How Do You Calculate the Time a Ball Stays Above a Certain Height?

[lando45]

I have my physics exams on Friday so was just revising some of the stuff I covered earlier in the year. I got this question:

"A ball is thrown vertically upwards with a speed 10ms^-1 from a point 2m above horizontal ground. Calculate the length of time for which the ball is 3m or more above the ground."

I did end up getting the correct answer of 1.83s, but I took an extremely long-winded route. I calculated the total time the ball would be in flight, then subtracted the initial part under 3m and the final part under 3m, which I calculated using the simple equations of motion.

I seem to remember earlier on in the year using a much easier and quicker method to get the answer, but I have forgotten it, and can't seem to find it in my notes. How would you go about solving this question?

 

[teken894]

$$y = y_{0} + v_{y0}t + \frac{1}{2}at^2$$

is the general kinematic equation you want to use,
where in your case:

solve the resulting quadratic equation for t

 

[kyle8921]

Hello,

First of all, congratulations on getting the correct answer for the question! It's great that you are revising and preparing for your exams.

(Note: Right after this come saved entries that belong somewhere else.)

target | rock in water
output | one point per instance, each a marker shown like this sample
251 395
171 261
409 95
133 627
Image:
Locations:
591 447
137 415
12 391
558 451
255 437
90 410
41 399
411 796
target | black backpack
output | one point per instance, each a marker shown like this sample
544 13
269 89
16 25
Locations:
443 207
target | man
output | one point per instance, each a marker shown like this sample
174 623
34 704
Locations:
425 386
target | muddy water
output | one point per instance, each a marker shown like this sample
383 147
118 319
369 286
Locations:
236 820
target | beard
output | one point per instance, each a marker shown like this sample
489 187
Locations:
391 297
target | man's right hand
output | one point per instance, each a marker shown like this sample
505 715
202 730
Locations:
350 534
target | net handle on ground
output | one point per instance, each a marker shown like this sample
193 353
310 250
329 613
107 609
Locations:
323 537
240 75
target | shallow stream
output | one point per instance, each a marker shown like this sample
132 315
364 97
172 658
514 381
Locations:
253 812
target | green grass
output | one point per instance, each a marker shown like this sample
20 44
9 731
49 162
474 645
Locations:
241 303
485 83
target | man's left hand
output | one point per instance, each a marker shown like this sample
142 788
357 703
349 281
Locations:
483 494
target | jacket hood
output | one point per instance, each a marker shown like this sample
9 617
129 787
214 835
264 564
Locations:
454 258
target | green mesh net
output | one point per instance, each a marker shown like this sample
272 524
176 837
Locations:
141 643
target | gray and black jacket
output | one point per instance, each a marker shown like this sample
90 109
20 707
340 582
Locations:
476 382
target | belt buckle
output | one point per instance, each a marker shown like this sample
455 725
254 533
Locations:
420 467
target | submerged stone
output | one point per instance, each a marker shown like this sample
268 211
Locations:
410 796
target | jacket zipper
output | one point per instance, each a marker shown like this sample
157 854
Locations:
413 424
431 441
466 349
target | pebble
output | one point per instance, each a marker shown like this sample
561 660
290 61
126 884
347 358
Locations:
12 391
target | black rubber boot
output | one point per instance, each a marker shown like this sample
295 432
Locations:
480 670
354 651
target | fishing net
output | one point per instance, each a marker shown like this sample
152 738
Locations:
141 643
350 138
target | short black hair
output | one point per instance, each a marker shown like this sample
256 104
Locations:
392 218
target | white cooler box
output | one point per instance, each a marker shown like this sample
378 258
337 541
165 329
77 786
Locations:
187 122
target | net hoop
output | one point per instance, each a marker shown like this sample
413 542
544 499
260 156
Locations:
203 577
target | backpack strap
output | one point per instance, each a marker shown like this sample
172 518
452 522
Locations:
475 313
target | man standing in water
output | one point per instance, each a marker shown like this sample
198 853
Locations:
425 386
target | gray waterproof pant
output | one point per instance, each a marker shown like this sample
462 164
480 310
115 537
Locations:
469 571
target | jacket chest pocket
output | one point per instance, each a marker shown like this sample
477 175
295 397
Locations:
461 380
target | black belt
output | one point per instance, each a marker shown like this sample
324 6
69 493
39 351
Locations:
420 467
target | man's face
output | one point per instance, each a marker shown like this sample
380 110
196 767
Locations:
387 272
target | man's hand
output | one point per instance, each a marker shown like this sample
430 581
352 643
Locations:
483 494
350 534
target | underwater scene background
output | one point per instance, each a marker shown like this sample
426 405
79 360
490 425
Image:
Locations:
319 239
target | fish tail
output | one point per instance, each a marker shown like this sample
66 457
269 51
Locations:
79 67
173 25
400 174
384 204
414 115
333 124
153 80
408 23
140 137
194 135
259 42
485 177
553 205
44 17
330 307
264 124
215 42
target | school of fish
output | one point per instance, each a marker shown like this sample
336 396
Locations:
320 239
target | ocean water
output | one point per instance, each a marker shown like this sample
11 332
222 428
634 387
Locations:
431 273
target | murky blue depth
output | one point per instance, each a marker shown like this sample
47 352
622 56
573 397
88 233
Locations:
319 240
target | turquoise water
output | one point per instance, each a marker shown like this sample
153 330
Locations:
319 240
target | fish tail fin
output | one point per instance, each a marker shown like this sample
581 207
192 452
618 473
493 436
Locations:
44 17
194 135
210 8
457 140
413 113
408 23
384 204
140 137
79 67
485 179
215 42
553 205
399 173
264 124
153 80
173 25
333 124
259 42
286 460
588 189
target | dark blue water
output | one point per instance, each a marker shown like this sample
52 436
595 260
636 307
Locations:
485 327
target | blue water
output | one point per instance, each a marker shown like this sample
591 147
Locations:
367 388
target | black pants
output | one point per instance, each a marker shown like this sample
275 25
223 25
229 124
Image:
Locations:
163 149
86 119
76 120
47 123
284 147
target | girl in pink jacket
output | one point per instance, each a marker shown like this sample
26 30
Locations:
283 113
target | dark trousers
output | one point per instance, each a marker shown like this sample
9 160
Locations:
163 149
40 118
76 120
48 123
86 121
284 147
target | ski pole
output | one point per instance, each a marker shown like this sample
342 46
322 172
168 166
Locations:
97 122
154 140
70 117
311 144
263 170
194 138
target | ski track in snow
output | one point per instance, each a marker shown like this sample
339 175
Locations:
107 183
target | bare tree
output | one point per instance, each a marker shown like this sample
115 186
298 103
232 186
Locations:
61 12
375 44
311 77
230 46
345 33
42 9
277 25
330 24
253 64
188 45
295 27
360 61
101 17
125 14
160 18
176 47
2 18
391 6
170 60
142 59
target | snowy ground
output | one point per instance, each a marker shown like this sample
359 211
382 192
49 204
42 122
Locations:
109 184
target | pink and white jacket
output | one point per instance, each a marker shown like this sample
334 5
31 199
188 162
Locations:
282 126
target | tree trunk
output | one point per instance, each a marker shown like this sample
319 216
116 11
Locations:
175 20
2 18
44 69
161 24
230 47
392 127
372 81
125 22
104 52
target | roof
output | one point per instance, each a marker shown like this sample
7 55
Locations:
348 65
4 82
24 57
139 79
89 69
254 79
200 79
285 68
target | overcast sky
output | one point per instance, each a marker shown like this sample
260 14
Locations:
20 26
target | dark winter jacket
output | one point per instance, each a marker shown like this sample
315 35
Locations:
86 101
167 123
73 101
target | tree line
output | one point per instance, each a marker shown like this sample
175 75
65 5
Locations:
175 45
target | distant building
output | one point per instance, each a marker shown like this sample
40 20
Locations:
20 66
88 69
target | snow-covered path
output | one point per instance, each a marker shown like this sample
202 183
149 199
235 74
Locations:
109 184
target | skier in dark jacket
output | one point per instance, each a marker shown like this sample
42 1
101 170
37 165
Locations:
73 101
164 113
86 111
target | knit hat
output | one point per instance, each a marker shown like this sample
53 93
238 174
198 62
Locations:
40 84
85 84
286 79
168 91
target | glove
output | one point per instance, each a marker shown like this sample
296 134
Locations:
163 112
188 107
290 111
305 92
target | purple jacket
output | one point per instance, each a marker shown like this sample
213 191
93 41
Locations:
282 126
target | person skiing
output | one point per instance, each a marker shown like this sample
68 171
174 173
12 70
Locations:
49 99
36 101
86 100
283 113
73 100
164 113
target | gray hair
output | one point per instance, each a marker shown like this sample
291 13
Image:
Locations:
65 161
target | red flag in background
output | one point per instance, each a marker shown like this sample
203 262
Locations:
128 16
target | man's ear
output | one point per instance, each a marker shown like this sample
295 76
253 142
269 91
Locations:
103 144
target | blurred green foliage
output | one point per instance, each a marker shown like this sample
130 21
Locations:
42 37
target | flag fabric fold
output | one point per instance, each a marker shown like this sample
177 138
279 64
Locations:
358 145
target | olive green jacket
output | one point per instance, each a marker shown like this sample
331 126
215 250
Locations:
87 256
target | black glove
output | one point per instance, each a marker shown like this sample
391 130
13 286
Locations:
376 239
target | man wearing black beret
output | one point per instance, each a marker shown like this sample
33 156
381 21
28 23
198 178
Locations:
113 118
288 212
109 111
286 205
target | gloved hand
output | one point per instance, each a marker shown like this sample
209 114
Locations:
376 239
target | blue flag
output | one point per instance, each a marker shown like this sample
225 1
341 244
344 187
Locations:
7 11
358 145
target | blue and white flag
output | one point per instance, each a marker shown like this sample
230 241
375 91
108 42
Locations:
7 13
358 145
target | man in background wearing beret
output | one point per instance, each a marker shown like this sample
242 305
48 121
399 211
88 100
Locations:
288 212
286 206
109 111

To solve this question, you can use the equation of motion for vertical displacement:

h = h0 + v0t + (1/2)at^2

Where h is the final height, h0 is the initial height, v0 is the initial velocity, t is the time, and a is the acceleration due to gravity (which is -9.8 m/s^2 for objects thrown upwards).

In this case, h = 3m, h0 = 2m, v0 = 10m/s, and a = -9.8m/s^2. Plugging these values into the equation, we get:

3 = 2 + 10t + (1/2)(-9.8)t^2

Simplifying this equation, we get:

4.9t^2 + 10t - 1 = 0

Using the quadratic formula, we can solve for t and get two solutions: t = 0.183s and t = -1.83s. Since we are looking for the time when the ball is 3m or more above the ground, we can discard the negative solution and only consider the positive solution, which is 0.183s or approximately 1.83s.

Therefore, the ball is 3m or more above the ground for 1.83 seconds.

I hope this helps and good luck on your exams!